The Food and Agriculture Organization of the United Nations (FAO) and the European Union (EU) have announced a three-year project to improve agriculture in the Syrian Arab Republic through the enhancement of smallholder capabilities.
The “Smallholder support programme for agriculture transformation” project will benefit 45 000 smallholder farmers in up to ten governorates across the country. The project will train smallholder farmers and livestock keepers and provide agricultural inputs that will help producers become more productive, more efficient and more profitable. In addition, the farmers will be more informed, more self-organized and more risk-aware.
In his opening speech, the FAO representative in the Syrian Arab Republic, Mike Robson, stated that the project will provide farmers with access to quality cereal and pulse seeds and improve the efficiency of use and management of water resources through the rehabilitation of irrigation schemes. Furthermore, the project will scale-up market access for key commodities and add value to farmers’ production by increasing opportunities for processing. The project will also encourage farmers to become more market-oriented by helping them gain access to information and new technologies.
The project’s interventions will improve the efficiency of farmers’ crop production by improving the management of water resources and through the adoption of modern water-saving irrigation techniques by small-scale farmers. To achieve this, farmers and up to 500 technicians will be trained on integrated water management and climate change adaptation.
In addition, FAO and the EU will enhance the seed multiplication system for key strategic crops, including wheat, barley, chickpeas and lentils, by involving farmers in the process through interaction with research and training on good seed multiplication practices. “The seed multiplication intervention will contribute to increasing the production of quality seed. FAO aims to improve early generations and certified seed for up to 75 000 tonnes of wheat, 30 000 tonnes of barley, 1 300 tonnes of chickpeas and 800 tonnes of lentils by the end of the project. Moreover, this intervention will enhance the long term availability of quality seed to farmers, and so will underpin production of cereals and food legumes in the Syrian Arab Republic,” said Alfredo Impiglia, FAO-Syria’s Chief Technical Adviser.
Crop producers and livestock owners will be involved throughout the cycle of food production to enhance the quality of local food. This will ensure that their products are competitive in the local market and improve their financial situation. FAO will train farmers and livestock owners on business-oriented topics, in addition to training them on enhanced agricultural practices. Furthermore, there will be capacity-building trainings to improve management of primary processing units in sub-sectors, such as dairy and tomato processing at a number of locations in the Syrian Arab Republic. This component builds on pilot work from earlier projects.
Sustainable access to an advanced early warning and information systems will assist farmers in mitigating the risks of crop failure due to unfavourable weather conditions.
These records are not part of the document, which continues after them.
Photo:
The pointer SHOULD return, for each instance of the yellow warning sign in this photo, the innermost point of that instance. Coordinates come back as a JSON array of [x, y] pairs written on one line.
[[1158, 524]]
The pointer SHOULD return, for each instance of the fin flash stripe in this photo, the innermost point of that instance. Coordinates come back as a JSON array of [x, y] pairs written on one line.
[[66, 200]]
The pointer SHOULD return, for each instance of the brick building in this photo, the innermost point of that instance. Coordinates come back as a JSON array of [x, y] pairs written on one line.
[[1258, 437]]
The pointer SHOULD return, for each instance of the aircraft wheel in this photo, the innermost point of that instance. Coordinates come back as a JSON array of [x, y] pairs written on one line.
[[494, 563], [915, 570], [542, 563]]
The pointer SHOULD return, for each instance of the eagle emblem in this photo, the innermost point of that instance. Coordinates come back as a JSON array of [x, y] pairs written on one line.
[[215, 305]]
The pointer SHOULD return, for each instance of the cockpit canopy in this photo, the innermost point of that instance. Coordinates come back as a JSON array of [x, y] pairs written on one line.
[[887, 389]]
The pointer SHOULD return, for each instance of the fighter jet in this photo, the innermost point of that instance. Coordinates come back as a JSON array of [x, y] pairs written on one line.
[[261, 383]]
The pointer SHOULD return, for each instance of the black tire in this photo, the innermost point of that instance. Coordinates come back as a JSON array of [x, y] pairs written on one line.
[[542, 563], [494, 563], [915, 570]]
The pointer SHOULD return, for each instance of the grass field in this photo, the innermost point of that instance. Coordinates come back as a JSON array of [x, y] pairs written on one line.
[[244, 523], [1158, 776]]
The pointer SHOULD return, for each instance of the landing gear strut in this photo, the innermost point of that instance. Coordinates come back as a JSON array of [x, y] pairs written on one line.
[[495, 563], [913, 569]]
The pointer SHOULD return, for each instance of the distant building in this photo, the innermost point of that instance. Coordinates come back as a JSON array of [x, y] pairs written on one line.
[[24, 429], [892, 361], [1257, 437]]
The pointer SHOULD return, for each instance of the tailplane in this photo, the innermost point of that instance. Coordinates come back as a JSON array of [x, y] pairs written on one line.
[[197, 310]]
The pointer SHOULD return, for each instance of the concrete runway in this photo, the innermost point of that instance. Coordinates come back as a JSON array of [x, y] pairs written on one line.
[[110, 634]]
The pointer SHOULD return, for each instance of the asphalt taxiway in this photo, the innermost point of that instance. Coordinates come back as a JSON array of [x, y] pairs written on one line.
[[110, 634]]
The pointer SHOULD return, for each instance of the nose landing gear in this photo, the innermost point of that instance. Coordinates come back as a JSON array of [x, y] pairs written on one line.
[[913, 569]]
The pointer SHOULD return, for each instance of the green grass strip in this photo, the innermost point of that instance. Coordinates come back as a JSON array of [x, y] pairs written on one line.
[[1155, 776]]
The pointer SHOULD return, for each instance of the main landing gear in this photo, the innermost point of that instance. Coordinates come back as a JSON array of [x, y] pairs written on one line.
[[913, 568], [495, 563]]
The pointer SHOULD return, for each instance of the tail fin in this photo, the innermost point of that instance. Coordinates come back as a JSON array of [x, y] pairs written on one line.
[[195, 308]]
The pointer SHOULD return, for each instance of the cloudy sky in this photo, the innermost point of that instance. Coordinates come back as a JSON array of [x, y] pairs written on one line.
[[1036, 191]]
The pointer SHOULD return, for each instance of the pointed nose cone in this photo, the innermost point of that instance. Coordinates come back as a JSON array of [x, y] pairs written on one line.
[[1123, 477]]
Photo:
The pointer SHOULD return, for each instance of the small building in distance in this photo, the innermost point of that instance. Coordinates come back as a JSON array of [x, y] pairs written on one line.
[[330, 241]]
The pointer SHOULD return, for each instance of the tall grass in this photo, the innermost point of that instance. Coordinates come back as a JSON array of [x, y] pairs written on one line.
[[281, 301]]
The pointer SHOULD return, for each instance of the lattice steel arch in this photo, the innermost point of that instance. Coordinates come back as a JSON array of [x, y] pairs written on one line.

FAO and the EU’s support will help farmers become more informed and aware of approaching weather conditions so that they can implement the necessary precautions to safeguard their crop production.
The farmers, including women and youth, will have the opportunity to create their own networks to promote their products and access new market opportunities through agribusiness hubs established by FAO and the EU. The hubs will promote discussions and agreements between farmers and traders and will provide a wider understanding of market demands regarding quality and safety standards, timeliness, contractual obligations, etc., which will help increase the income of smallholders.
This set of life-changing interventions will contribute to a model for the transformation of agriculture in the Syrian Arab Republic. The smallholder farmers will become agents of this change by becoming proficient in managing their resources and other operational processes, which will improve food security and improve their livelihoods.